The spymaster nodded. “Double ours.”

Everyone in the room understood that even with the impressive abilities of the Seven in the mix, that still left Lijuan at a huge advantage, and the remainder of the time was spent discussing what they could do to lessen the near-impossible odds. It was grueling, because there weren’t many more rabbits they could pull out of hats.
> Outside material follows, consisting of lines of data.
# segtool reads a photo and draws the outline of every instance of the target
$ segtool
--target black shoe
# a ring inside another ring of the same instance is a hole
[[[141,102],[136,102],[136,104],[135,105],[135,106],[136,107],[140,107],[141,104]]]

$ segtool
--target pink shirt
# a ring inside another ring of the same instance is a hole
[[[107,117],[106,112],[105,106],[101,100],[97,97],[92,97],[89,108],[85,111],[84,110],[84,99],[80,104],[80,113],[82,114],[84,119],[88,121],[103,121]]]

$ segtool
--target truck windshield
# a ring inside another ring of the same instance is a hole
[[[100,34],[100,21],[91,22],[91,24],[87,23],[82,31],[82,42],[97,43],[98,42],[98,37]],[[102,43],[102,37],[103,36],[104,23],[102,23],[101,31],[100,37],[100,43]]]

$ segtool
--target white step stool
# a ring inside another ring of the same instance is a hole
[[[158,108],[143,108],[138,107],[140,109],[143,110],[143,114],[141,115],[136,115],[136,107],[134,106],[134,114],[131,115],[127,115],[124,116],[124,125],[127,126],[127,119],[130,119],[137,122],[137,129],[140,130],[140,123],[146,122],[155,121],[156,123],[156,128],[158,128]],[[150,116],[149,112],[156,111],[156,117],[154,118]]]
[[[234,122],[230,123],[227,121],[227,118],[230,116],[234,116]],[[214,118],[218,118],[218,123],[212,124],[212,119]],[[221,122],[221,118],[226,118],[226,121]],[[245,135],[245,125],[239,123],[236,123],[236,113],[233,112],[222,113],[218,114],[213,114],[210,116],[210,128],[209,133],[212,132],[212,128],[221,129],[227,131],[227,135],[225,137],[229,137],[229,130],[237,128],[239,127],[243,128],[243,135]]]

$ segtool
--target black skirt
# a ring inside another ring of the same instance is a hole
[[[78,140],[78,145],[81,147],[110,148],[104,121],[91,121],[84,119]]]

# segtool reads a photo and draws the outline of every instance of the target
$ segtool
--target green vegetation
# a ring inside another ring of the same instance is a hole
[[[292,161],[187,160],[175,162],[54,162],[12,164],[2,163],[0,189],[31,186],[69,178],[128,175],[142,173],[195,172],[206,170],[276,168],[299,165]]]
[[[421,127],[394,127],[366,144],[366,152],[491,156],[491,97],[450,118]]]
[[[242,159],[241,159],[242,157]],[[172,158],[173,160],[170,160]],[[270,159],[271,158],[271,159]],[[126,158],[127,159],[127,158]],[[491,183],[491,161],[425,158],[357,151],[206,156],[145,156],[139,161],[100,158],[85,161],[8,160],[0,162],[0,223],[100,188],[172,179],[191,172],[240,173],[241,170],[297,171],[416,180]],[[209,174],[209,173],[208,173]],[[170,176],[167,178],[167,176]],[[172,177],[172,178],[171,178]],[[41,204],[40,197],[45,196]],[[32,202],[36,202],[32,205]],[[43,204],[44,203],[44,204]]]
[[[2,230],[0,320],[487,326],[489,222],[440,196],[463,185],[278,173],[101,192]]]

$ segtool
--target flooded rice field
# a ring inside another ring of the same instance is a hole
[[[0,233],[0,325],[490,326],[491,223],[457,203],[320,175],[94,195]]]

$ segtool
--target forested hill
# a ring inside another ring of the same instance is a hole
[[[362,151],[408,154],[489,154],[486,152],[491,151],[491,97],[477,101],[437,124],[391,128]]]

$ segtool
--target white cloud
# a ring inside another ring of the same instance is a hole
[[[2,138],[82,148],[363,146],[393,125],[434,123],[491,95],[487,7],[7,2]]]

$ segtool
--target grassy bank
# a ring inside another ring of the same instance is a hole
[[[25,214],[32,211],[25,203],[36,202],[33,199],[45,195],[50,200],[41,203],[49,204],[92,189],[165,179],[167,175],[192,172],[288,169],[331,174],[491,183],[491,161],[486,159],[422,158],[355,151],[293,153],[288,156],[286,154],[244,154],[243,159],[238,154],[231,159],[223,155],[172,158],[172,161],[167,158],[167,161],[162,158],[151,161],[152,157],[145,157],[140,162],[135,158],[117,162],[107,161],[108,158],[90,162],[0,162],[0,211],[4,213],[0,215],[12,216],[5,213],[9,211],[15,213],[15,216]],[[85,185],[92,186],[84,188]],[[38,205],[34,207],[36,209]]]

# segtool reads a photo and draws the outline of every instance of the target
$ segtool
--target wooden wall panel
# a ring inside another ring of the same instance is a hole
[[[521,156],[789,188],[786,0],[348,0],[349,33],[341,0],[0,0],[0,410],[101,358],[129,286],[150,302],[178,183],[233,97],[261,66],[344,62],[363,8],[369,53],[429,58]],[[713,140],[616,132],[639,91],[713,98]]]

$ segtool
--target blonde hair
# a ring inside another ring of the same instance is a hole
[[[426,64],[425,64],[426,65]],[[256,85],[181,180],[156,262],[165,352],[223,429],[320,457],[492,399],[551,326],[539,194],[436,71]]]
Especially given the fact that while Lijuan hadn’t begun any hostilities in the Refuge, Galen reported that her stronghold was bristling with aggression.

“The instant they see any sign that we may head your way,” Raphael’s weapons-master had said, “there’s no question they’ll attack.” A tic in his jaw, he’d shaken his head. “If Lijuan survives this war, she’ll do so with more enemies than she knows. Every man, woman, and child in the Refuge understands the threat originates from her.”

An hour after Galen’s message, Jason received another report—more cargo planes were being stocked with weapons in Lijuan’s territory, and this time, instead of vampires, there would be reborn in the holds.

“It appears,” Raphael said, rage a cold burn in his blood, “the goddess has decided there is no dishonor in using her ‘servants’ to win this war.”